Beverley Ussher (1868–1908) was an Australian architect who practiced mainly in Melbourne, Victoria from the 1880s until his death in 1908, aged only 40. He is known for the development of the local residential style, the Federation Queen Anne (also known as Queen Anne, Federation or Edwardian), characterised by complex tall red tiled roofs, with projecting half-timbered gables and dormers and wide timber verandahs, that became standard for houses across Melbourne and Victoria in the period 1900–1915. He began developing the style from about 1892 in a series of houses, but is best known as part of the partnership of Ussher & Kemp from 1899 to 1908, which produced some of the most outstanding designs in the new Queen Anne mode.

== Early influences ==
Beverley Ussher (1868 - 9 June 1908) was born in Melbourne, the son of a Methodist minister.
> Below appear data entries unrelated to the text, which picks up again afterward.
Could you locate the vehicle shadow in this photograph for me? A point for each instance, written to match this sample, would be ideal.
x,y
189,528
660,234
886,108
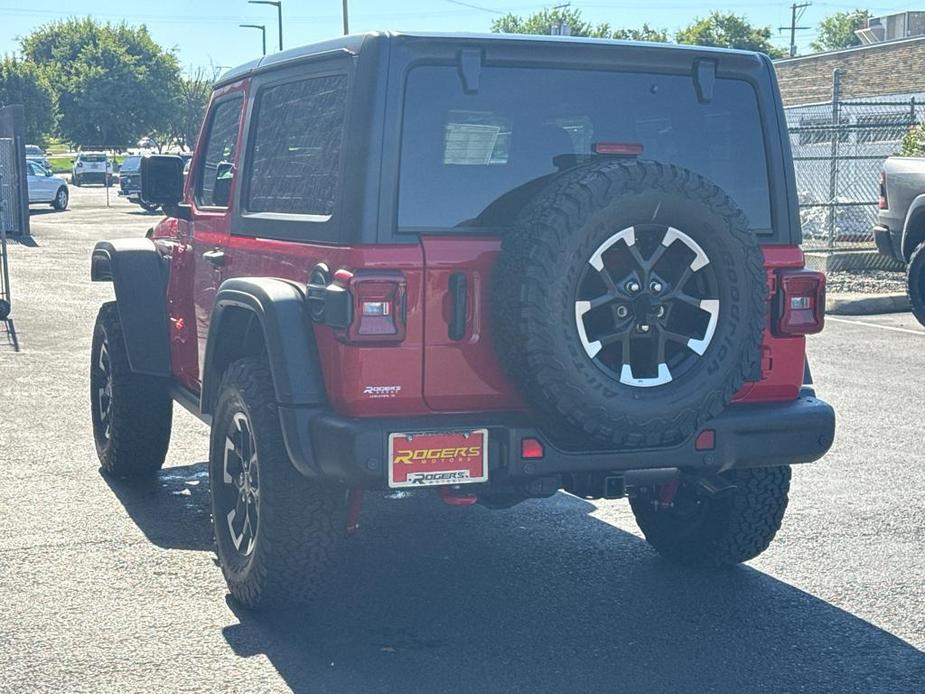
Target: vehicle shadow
x,y
542,597
171,509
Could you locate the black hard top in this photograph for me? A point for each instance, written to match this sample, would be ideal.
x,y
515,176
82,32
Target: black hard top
x,y
354,43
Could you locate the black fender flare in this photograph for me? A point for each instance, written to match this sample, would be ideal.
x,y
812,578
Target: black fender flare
x,y
279,307
139,277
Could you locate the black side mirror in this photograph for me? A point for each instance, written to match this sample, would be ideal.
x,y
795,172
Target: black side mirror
x,y
162,180
224,174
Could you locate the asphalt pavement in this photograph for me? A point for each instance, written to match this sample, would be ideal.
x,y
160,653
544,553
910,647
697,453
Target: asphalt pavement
x,y
106,587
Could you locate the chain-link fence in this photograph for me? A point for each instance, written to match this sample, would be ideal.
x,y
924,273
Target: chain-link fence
x,y
838,152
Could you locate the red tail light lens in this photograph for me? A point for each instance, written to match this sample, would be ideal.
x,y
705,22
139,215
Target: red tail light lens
x,y
378,306
801,303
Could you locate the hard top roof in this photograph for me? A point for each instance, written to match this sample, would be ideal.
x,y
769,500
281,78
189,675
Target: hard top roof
x,y
353,43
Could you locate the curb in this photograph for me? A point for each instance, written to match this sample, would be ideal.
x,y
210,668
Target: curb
x,y
866,304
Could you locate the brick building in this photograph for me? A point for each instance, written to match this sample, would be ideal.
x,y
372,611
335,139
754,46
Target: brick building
x,y
892,68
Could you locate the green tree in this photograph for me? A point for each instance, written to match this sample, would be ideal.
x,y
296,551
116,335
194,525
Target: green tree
x,y
728,30
837,30
190,101
114,83
21,82
567,20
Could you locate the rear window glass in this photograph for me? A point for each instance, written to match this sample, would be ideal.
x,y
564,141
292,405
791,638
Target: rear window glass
x,y
297,143
473,159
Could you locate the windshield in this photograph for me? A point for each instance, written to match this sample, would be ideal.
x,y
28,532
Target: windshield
x,y
466,157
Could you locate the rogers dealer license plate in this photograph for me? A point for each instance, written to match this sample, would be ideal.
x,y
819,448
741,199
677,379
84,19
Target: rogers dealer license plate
x,y
430,459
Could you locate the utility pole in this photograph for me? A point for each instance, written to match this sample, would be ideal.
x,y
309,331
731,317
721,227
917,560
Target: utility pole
x,y
263,32
279,14
563,29
796,14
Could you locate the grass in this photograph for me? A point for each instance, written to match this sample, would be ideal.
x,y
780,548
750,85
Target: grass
x,y
62,164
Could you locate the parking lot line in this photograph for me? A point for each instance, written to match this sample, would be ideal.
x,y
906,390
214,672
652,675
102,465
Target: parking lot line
x,y
867,324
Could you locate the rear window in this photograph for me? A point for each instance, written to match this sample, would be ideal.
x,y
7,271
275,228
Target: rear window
x,y
472,159
296,146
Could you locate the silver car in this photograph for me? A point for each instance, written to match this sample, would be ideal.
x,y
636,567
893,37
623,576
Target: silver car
x,y
45,187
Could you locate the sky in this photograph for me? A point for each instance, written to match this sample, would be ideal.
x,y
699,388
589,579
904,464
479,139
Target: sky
x,y
205,33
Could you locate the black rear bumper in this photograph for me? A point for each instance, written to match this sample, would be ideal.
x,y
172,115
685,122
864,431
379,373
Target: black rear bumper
x,y
354,451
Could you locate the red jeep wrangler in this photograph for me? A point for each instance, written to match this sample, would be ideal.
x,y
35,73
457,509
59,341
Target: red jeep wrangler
x,y
497,266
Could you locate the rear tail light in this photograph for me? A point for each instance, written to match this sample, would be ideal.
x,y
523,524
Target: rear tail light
x,y
800,303
370,305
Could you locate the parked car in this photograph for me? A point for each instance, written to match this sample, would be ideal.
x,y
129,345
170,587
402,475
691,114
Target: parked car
x,y
45,187
492,266
900,229
130,182
36,154
92,167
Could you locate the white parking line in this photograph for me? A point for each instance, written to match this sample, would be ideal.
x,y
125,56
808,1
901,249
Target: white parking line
x,y
867,324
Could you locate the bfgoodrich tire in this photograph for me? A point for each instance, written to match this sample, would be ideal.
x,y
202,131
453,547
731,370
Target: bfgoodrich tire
x,y
915,278
131,413
699,530
278,535
629,303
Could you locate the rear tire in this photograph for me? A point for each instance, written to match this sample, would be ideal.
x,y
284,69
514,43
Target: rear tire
x,y
131,413
915,282
720,531
278,534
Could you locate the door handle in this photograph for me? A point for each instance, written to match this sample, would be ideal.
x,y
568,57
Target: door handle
x,y
215,257
459,299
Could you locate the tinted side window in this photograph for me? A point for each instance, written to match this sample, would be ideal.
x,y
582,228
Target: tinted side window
x,y
297,143
216,169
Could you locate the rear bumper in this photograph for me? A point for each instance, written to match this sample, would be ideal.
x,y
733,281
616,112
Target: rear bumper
x,y
354,451
884,240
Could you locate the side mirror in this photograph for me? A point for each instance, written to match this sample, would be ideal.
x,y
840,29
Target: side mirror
x,y
162,180
224,174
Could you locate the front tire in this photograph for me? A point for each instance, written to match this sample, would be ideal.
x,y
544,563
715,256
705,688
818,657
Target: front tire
x,y
915,282
131,413
278,534
717,531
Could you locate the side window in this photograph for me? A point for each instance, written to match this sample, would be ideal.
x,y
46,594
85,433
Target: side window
x,y
296,146
216,171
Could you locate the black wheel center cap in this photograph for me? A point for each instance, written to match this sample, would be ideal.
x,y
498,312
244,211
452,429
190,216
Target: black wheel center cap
x,y
645,307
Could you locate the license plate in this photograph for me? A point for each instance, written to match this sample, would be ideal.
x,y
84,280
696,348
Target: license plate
x,y
431,459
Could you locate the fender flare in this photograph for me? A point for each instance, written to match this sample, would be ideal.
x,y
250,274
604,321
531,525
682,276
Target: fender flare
x,y
915,217
139,277
279,307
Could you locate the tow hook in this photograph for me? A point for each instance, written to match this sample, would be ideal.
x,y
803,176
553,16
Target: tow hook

He is thought to have articled in the mid-1880s with architect Alfred Dunn, newly arrived from his own articles with Alexander Lauder in Devon in the UK. After Ussher completed his articles he visited England and the Continent in 1887–8.

By then the dominant residential style in Britain was the Queen Anne Revival, which was beginning to have an impact on Australian architecture. The style was pioneered by architects Richard Norman Shaw and William Eden Nesfield in the late 1860s, creating a new picturesque architecture drawing elements from vernacular and late medieval houses, like half timbering and hanging tiles walling, red brick walls, projecting gables and tall chimneys. In Victoria, local architects including Oakden, Addison and Kemp, Nahum Barnet, Reed Smart & Tappin, and Hyndeman & Bates introduced the new approach and style to Melbourne from the late 1880s in both residential and commercial work. Alfred Dunn himself also produced Queen Anne house designs from 1890. Two of the partners of Oakden, Addison & Kemp - Henry Hardie Kemp and G. H. M. Addison - were British trained architects who had experienced the Queen Anne Revival first hand. The Queen Anne influence had already resulted in houses in this new idiom in Sydney as early as 1885, such as the grand Penshurst (demolished) by Walter Liberty Vernon. The style there is now known as Federation, and was very similar to the Queen Anne as practiced in Victoria, but somewhat different in materials and details.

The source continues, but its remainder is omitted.